Предаваясь печальным мыслям, я задавал работу своей памяти и пересчитывал, сколько дверей, замков, засовов, цепей, толстых стен и окон с решетками отделяет меня от свободы.

«Вот орудия тирании, – думал я, – которые она упорно изобретает путем холодного и серьезного обдумывания. Так человек проявляет свою власть над человеком. Вот существо, ограниченное во всех его желаниях и оцепенелое, хотя оно было предназначено к тому, чтобы двигаться, действовать, улыбаться и радоваться. Как велика должна быть развращенность или безрассудство того, кто одобряет эту систему за то, что она заменяет здоровье, веселье и безмятежность изнурением темницы и глубокими морщинами страдания и отчаяния!»

«Слава богу, у нас нет Бастилии! – восклицает англичанин. – Слава богу, у нас человек не может быть наказан, если он не совершил преступления». Жалкий безумец!

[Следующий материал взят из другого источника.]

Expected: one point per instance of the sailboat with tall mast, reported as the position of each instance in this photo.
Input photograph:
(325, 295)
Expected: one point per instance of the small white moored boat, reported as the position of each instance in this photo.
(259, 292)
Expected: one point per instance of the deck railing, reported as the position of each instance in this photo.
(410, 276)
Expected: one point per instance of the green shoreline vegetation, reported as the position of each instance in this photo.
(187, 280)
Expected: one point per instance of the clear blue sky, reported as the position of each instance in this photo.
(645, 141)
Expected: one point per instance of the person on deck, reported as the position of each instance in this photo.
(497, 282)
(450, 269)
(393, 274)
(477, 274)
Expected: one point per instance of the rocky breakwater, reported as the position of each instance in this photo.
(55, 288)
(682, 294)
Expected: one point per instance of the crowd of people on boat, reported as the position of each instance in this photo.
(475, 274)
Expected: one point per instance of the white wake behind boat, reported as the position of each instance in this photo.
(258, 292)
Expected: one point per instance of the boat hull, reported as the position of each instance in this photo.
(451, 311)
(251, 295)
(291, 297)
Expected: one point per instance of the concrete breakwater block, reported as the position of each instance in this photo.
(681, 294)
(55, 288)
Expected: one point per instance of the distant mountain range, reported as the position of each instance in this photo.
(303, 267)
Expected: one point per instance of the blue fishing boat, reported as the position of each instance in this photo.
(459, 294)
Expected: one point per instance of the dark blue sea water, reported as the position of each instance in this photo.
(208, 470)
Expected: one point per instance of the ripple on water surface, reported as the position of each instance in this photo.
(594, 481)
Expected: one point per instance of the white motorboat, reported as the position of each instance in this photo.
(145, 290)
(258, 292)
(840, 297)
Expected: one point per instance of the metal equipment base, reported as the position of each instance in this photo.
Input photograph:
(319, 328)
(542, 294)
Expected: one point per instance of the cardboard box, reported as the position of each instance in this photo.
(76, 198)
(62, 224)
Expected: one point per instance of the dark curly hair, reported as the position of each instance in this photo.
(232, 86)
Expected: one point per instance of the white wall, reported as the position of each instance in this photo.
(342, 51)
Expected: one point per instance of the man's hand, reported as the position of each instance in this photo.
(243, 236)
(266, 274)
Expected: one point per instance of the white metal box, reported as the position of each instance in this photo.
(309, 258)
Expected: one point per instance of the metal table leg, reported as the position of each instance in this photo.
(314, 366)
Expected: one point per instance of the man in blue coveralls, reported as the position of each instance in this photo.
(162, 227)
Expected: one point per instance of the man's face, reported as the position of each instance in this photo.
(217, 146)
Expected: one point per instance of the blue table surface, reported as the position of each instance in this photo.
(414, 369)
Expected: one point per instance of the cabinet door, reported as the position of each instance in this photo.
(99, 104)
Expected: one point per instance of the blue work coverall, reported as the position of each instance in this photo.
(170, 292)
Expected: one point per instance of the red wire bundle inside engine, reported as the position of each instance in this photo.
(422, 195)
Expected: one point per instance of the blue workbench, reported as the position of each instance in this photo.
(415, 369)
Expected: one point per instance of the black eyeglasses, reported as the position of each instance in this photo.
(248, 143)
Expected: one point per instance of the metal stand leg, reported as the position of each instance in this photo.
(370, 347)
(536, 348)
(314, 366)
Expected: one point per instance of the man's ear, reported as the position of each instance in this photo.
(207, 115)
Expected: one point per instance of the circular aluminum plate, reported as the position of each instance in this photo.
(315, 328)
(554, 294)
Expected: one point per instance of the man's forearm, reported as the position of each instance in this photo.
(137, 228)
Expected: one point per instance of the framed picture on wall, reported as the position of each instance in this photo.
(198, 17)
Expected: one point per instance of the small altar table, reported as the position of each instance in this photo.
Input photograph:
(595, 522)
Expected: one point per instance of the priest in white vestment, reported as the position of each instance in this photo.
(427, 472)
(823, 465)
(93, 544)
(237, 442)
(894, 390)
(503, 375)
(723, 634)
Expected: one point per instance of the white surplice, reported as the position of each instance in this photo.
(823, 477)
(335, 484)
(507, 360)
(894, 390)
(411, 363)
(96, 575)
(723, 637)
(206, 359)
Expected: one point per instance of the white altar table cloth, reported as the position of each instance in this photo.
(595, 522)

Это ли страна свободы, если тысячи томятся здесь в темницах и оковах! Ступай, ступай, невежда и глупец! Пойди, вразумись в наших тюрьмах! Посмотри, как они разрушительны для здоровья, как много в них грязи, познакомься с жестокостью их надсмотрщиков и мучениями в них заключенных. И после этого укажи мне человека, достаточно бесстыдного, чтобы торжествовать, повторяя: «В Англии нет Бастилии!» Есть ли такое вздорное обвинение, на основании которого человека нельзя было бы ввергнуть в эти отвратительные места? Есть ли такая низость, к которой не прибегали бы судьи и обвинители? На это, пожалуй, возразят, что есть ведь возможность исправления ошибки. Да, возможность исправления, которая только увеличивает обиду. Где несчастному, доведенному до пределов отчаяния бедняку, оправданному уже на краю гибели, найти досуг и – еще больше – деньги, чтобы одарить адвоката и чиновников и приобрести медленно действующее и дорогое лекарство закона? Нет, он слишком счастлив уже тем, что оставляет позади себя и тюрьму и воспоминание о ней. И та же тирания и бессмысленные притеснения достаются в удел его преемнику.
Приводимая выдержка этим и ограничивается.